Последние осмысленные слова, сказанные за несколько часов до смерти старшему сыну, которые тот от волнения не разобрал, но их слышал и Маковицкий: „Сережа… истину… я люблю много, я люблю всех…“
„За всё время его болезни, — вспоминала Александра Львовна, — меня поражало, что, несмотря на жар, сильное ослабление деятельности сердца и тяжелые физические страдания, у отца всё время было поразительное ясное сознание. Он замечал всё, что делалось кругом, до мельчайших подробностей. Так, например, когда от него все вышли, он стал считать, сколько всего приехало народа в Астапово, и счел, что всех приехало 9 человек“.
Эта невероятная ясность сознания вместе с невозможностью что-то доказать, высказать самое важное доставляли Л.Н. страдания, сопоставимые с физическими мучениями. Он старался быть мягким и благодушным со всеми людьми, которые его окружали и число которых прибывало. Вообще он вел себя как ласковый, хотя и чуточку капризный ребенок, который вдруг оттолкнет шприц или клизму и попросит „оставить его в покое“. Но при этом разум Толстого работал на полную мощность, а зрение продолжало оставаться зорким. Несоответствие между ясностью разума, зрения и тем, что с его телом производят какие-то ненужные, с его точки зрения, манипуляции, по-видимому, отравляло его предсмертный уход.
„Удирать! Удирать!“ — часто бормотал он. 5 ноября вечером он действительно пытался сбежать…
„Всё это время, — вспоминала Александра Львовна, — мы старались дежурить по двое, но тут случилось как-то так, что я осталась одна у постели отца. Казалось, он задремал. Но вдруг сильным движением он привстал на подушках и стал спускать ноги с постели. Я подошла. „Что тебе, папаша?“ — „Пусти, пусти меня“, — и он сделал движение, чтобы сойти с кровати. Я знала, что, если он встанет, я не смогу удержать его, он упадет, и я всячески пробовала успокоить его и удержать на кровати. Но он изо всех сил рвался от меня и говорил: „Пусти, пусти, ты не смеешь меня держать, пусти!“ Видя, что я не могу справиться с отцом, так как мои увещевания и просьбы не действовали, а силой у меня не хватало духу его удержать, я стала кричать: Доктор, доктор, скорее сюда!“ Кажется, в это время дежурил Семеновский. Он вошел вместе с Варварой Михайловной, и нам удалось успокоить отца и удержать его на кровати».

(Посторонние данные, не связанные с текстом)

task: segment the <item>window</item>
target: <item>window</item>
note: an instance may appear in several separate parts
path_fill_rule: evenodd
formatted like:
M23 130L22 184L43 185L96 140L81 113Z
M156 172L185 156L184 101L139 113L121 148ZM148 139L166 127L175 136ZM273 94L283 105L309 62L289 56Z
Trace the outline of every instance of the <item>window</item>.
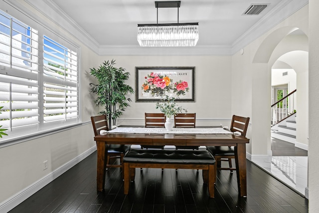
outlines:
M43 43L44 122L77 121L76 53L46 36Z
M0 125L6 137L79 122L76 52L39 34L0 10Z

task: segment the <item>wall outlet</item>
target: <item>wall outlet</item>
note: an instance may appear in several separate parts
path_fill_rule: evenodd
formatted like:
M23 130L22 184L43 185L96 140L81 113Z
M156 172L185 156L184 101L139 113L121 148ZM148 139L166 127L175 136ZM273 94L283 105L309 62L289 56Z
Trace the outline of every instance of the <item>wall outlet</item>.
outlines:
M43 170L48 168L48 161L43 161Z

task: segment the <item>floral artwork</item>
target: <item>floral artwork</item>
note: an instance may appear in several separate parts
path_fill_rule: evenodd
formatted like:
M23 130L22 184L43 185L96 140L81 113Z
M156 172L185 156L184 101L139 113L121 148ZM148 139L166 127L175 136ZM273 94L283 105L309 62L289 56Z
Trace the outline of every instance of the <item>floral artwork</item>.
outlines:
M184 95L189 90L188 84L181 80L174 82L166 75L160 75L152 72L145 77L145 81L142 86L144 93L151 93L152 96L160 97L160 101L156 103L156 109L160 109L166 118L187 110L176 104L175 100L179 96Z
M136 67L136 101L158 102L165 95L175 101L194 101L193 67Z
M185 95L189 90L186 81L179 81L174 83L173 79L167 75L161 75L152 72L145 77L145 82L142 88L145 93L150 92L152 96L162 97L167 93L173 93L178 97Z

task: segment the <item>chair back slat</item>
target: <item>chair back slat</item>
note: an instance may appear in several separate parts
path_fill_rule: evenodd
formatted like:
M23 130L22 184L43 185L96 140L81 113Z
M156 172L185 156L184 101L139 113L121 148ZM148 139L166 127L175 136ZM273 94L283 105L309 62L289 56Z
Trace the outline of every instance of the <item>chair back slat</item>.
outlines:
M106 115L92 116L91 117L91 121L93 127L94 135L96 136L100 134L101 130L109 131L109 125L108 125L107 118Z
M164 127L166 118L163 113L145 113L145 127Z
M230 126L230 131L232 132L240 132L241 135L246 137L247 128L249 124L249 117L245 117L233 115Z
M174 116L175 128L195 128L196 113L179 113Z

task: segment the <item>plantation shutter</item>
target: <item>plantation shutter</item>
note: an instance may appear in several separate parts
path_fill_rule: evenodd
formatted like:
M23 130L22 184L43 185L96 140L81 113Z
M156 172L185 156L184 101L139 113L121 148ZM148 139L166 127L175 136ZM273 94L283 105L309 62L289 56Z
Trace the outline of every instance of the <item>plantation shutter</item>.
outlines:
M0 12L0 121L10 132L38 129L37 41L37 30Z
M77 121L78 73L76 52L43 37L44 123Z

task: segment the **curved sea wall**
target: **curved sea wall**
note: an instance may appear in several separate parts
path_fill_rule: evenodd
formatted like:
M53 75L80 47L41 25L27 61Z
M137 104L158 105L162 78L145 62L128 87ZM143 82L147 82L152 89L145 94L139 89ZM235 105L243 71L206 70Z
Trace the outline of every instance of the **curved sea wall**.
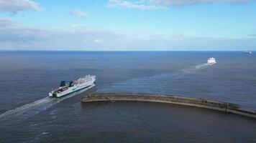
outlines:
M196 99L173 95L159 95L151 94L119 94L119 93L94 93L86 94L81 97L82 102L150 102L159 103L170 103L175 104L196 107L209 109L230 112L256 119L256 112L242 109L238 104Z

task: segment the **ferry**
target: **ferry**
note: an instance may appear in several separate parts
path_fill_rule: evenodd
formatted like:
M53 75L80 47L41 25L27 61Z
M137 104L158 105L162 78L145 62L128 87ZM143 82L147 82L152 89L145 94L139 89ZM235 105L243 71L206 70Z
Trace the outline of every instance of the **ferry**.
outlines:
M244 51L244 54L252 54L252 51Z
M213 64L215 63L216 63L215 58L211 57L211 58L208 59L208 60L207 60L207 64Z
M62 81L59 88L49 92L52 97L60 97L93 84L96 76L87 75L71 82Z

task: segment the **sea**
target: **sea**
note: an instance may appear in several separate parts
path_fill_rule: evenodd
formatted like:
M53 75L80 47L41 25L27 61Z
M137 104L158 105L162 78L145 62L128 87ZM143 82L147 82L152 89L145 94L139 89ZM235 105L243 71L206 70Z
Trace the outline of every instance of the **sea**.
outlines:
M216 64L208 64L214 57ZM60 81L92 87L47 97ZM81 103L86 92L214 99L256 110L256 54L243 51L0 51L0 142L256 142L256 120L170 104Z

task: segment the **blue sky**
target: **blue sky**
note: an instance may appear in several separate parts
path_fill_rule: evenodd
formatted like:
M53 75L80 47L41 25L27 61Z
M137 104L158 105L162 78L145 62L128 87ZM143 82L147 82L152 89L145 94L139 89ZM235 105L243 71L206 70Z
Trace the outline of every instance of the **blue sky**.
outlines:
M3 50L256 50L254 0L0 0Z

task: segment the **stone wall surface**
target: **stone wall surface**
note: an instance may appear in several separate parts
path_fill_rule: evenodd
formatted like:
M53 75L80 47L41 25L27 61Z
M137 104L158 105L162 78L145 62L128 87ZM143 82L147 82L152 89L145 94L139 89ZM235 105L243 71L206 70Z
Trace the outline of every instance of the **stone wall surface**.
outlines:
M81 101L85 103L114 101L170 103L231 112L256 119L255 112L242 109L236 104L180 96L134 93L93 93L83 95Z

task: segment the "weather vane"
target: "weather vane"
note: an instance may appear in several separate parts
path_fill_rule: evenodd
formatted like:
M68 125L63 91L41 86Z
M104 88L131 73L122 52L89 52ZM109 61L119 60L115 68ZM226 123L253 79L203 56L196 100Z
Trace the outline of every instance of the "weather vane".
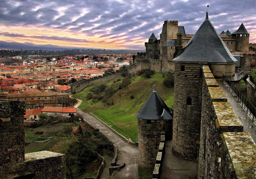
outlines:
M208 8L209 7L209 5L206 5L206 12L208 12Z

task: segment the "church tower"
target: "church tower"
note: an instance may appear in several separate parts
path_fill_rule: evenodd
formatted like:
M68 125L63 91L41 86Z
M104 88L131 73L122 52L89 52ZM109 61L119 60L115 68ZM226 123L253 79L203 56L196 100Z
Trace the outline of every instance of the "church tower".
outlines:
M231 55L208 17L172 60L175 69L172 152L196 160L200 144L202 71L208 65L215 76L234 75L237 60Z
M236 40L236 50L242 51L249 51L250 35L243 23L237 30L232 33L232 38Z
M164 131L167 135L170 136L172 135L173 111L156 91L154 85L153 92L135 115L137 118L140 166L147 168L154 166L161 133Z

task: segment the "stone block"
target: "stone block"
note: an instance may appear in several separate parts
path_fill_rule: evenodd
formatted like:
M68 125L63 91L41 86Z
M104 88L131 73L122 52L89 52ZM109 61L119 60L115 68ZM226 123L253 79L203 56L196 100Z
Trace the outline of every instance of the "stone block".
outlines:
M230 103L227 102L213 102L212 104L222 132L243 132L244 126Z
M24 161L25 148L0 150L0 165Z
M25 147L24 131L0 133L0 151Z
M0 132L23 131L26 101L0 100Z
M208 87L219 87L219 84L214 78L206 78L205 80Z
M163 152L163 151L164 149L164 143L160 142L160 144L159 144L159 147L158 147L158 152Z
M156 159L156 163L162 163L162 154L163 152L157 152Z
M161 135L161 142L164 142L165 141L165 135Z
M212 73L204 73L204 78L214 78L214 76Z
M238 178L255 178L256 144L249 133L224 133Z
M212 71L210 69L203 69L203 71L204 71L204 73L212 73Z
M212 102L227 102L227 97L220 87L208 87L208 90Z

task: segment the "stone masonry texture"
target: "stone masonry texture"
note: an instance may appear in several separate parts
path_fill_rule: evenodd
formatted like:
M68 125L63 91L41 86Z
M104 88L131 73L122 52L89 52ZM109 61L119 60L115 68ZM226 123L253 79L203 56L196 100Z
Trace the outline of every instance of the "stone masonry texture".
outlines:
M202 65L174 63L172 151L184 159L196 160L199 148ZM185 71L181 71L181 66ZM187 98L192 105L187 105Z

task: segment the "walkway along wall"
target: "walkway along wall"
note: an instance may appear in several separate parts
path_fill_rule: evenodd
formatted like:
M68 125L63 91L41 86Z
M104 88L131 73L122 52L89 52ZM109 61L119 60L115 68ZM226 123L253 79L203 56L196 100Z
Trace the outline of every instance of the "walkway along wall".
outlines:
M198 178L254 178L256 145L207 66L203 66Z
M78 93L88 86L106 82L116 78L122 76L123 72L126 72L127 69L116 70L116 72L108 72L106 74L103 74L103 76L95 76L93 78L89 78L83 80L78 80L70 85L71 94Z

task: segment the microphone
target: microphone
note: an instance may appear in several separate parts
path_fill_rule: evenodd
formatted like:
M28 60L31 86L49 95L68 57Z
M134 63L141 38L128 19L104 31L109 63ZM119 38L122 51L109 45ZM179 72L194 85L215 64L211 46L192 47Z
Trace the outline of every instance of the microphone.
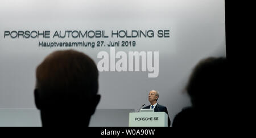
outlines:
M143 105L139 109L139 110L138 110L138 112L139 112L139 110L141 110L141 109L145 105L145 104Z

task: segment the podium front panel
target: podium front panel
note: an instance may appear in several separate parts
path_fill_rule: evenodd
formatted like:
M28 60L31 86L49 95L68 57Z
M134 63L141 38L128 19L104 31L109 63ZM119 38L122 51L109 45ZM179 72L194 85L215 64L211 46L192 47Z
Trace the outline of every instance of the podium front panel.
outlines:
M165 112L130 113L129 127L167 127Z

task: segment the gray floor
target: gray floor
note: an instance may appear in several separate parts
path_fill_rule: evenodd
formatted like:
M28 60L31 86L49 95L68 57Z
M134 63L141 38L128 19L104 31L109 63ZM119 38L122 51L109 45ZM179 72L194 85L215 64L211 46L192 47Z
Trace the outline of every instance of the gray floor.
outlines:
M97 109L90 127L128 127L129 113L134 109ZM40 127L37 109L0 109L0 127Z

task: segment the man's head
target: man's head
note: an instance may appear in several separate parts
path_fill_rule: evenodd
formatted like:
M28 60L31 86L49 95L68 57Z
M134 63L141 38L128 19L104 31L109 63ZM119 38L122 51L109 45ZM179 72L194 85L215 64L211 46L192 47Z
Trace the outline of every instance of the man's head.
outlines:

Очень серьезным переживанием для него стало то, что вместе с камфорой ему кололи морфий. Как он ненавидел наркотики, как боялся их! Недаром и Анна Каренина упала под поезд после приема двойной дозы опиума. Когда в начале 1860-х Толстой вывихнул руку и ему дважды вправляли ее под анастезией, он инстинктивно сопротивлялся насильственному прерыванию сознания. Весь его организм бунтовал против этого, и приходилось оба раза давать двойную дозу эфира.
Когда врачи, желая облегчить его смертные муки, предложили впрыснуть морфий, Л.Н. заплетающимся языком просил: «Парфину не хочу… Не надо парфину!»
«Впрыснули морфий, — пишет Маковицкий. — Л.Н. еще тяжелее стал дышать и, немощен, в полубреду бормотал:
— Я пойду куда-нибудь, чтобы никто не мешал… Оставьте меня в покое… Надо удирать, надо удирать куда-нибудь…»
Только после инъекции морфия к нему впустили его жену. Позвать ее предложил кто-то из докторов, то ли Усов, то ли Беркенгейм. «Она сперва постояла, издали посмотрела на отца, — пишет С.А.Толстой, — потом спокойно подошла к нему, поцеловала его в лоб, опустилась на колени и стала ему говорить: „Прости меня“ и еще что-то, чего я не расслышал».
Около трех часов утра 7 ноября Толстой очнулся и открыл глаза. Кто-то поднес к его глазам свечу. Он поморщился и отвернулся.
Маковицкий подошел к нему и предложил попить. «Овлажните свои уста, Лев Николаевич», — торжественно произнес он. Толстой сделал один глоток. После этого жизнь в нем проявлялась только в дыхании.
В 6 часов 5 минут утра 7 ноября Л.Н. скончался…
Маковицкий подвязал мертвому подбородок и закрыл глаза. «Застлал очи», — пишет он. После смерти Толстого все довольно быстро разошлись. Все так устали за эти дни, что нуждались в отдыхе. Ушли дети Толстого, ушла его жена. «Во всей квартире остались только Маковицкий и я, — вспоминал Озолин. — Когда я вошел в комнату, где сидел, понурив голову, Маковицкий, то он, обратившись ко мне, сказал на немецком языке: „Не помогли ни любовь, ни дружба, ни преданность“».